Suitability
How well do they perform on underpowered hardware?
This is another area where the candidates are more or less equally matched, with some slight differences. As all the distros cater to underpowered machines, they ship with a large number of lightweight apps.
For instance, antix boots into a ICEWM desktop by default and uses the Rox file manager, but it boasts about a dozen other combinations of lightweight window and file managers. It even offers a core edition that ships with just enough applications to help you build your desktop from scratch.
Bionicpup uses JWM, which is one of the lightest window managers and most of the productivity is derived from resourcerespecting custom apps.
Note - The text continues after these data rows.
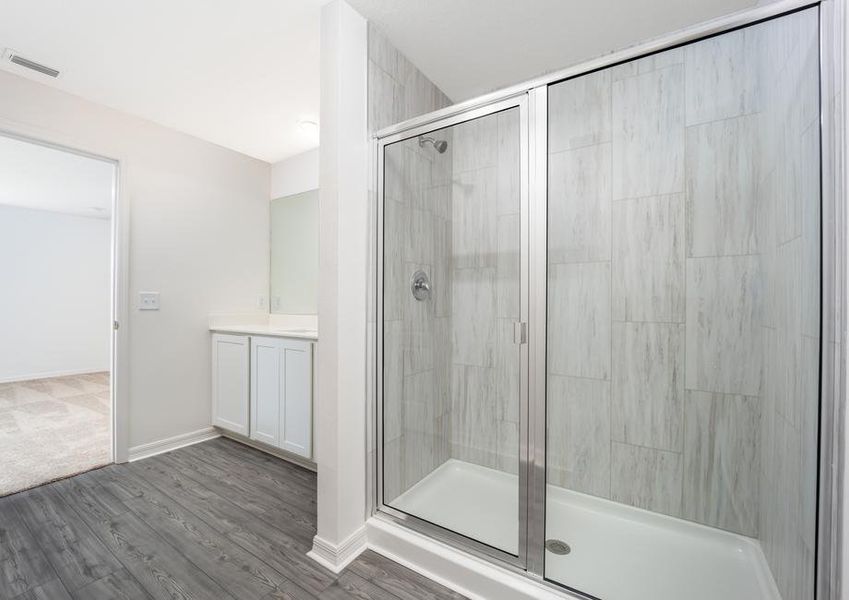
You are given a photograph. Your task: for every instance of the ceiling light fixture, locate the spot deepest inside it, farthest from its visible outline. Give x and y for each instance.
(15, 58)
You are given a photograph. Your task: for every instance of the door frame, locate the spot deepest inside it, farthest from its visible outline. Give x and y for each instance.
(518, 561)
(119, 269)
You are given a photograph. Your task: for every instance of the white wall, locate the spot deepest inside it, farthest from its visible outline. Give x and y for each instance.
(198, 235)
(55, 305)
(342, 289)
(295, 175)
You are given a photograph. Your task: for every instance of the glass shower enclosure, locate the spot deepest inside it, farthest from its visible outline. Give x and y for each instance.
(599, 323)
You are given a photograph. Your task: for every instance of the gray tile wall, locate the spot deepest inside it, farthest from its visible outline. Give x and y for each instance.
(684, 290)
(417, 418)
(485, 292)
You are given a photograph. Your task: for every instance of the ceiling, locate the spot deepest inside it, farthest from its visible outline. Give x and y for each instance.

The lightweight edition of Q4OS uses the Trinity desktop and requires anything upwards of a 300MHZ processor and 128MB RAM. However we found it to be quite sluggish, even on a machine with three times more resources than the minimum requirements.
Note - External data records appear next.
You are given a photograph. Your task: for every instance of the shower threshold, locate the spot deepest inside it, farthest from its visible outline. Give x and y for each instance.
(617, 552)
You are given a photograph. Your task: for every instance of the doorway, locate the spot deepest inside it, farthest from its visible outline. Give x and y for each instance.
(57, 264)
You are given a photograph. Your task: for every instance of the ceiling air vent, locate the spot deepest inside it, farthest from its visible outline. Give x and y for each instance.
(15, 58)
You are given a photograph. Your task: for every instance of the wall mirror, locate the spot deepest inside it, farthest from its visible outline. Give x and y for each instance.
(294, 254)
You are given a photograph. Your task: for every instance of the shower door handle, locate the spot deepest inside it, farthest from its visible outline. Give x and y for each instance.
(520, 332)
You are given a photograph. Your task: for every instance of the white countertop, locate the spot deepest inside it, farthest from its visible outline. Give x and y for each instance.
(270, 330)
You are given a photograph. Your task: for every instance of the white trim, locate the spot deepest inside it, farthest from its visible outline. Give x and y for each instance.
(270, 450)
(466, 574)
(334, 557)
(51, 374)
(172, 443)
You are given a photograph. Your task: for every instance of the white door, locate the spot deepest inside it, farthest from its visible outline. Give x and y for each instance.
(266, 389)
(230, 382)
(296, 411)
Similarly, Bunsenlabs – which features the Openbox window manager with the tint2 panel and Conky system monitor on the desktop – can theoretically boot on machines with 256MB of RAM, but it wouldn’t really be much fun to operate.
Tiny Core however, true to its name, performs exceedingly well on antiquated machines: it’ll run on a i486 computer with just 48MB RAM. For a smoother timne though its developers recommend a Pentium 2 or better computer with 128MB of RAM. Those are some pretty impressive minimum requirements.